A man from an immigrant community has lost his job, and his financial concerns cause him to develop severe anxiety. He has preexisting health conditions he worries he cannot pay to treat, and he is not fluent in English, making it difficult for him to find resources he can utilize while he looks for work. He begins using substances to cope with his anxiety, but this exacerbates his preexisting health conditions. Finally, he seeks help from a community-based agency, which assists him in accessing care at an integrated behavioral health care clinic. The clinic addresses his anxiety, his substance use, and his preexisting conditions, while also connecting him to resources to alleviate his financial strain and help him find job opportunities.

School of Social Work Professor Dr. Tonya Horn

“Such services are desperately needed but are not widely available,” said Dr. Tonya Horn, who led the effort to apply for the HRSA grant. “It is especially important that a more diverse workforce provides these integrated behavioral health services, so that unique needs within diverse communities can be properly addressed.”

Enhancing curriculum, training and services

As part of this grant, the School of Social Work will expand the number of clinical field placements offered in IBHC settings and increase the capacity of these clinics to serve medically underserved communities through additional training opportunities and hosting IBHC Clinical Scholars.

Additionally, the grant will enable the school to engage speakers, mentors, and consultants from the fields of nursing and other medical professions, as well as experts in other areas, including substance use, trauma-informed healing, and culturally relevant integrated behavioral health care to enhance student-learning opportunities.

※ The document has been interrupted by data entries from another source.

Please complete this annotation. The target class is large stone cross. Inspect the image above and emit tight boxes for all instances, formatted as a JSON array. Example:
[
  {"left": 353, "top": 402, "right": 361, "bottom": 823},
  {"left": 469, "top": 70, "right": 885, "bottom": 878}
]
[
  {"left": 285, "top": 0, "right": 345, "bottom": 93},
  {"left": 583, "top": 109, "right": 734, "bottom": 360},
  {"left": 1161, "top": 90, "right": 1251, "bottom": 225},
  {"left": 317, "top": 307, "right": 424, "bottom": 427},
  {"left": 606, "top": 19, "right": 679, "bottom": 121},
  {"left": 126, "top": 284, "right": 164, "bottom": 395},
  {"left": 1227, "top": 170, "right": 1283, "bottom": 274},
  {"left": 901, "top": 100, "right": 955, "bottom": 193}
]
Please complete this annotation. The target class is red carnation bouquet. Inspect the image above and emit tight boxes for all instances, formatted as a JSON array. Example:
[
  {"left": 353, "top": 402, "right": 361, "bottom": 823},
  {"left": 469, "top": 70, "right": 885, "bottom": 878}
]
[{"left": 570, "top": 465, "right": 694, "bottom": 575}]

Overall, the grant will help the Morrison Family College of Health enhance its curriculum and training focused on integrated behavioral health while providing more of these services in the community.

“One of our guiding principles in the Morrison Family College of Health is ‘social ingenuity and innovation through interprofessional collaboration and partnerships with the community,’” said Horn. “I can’t think of a better example of how we can live up to that principle.”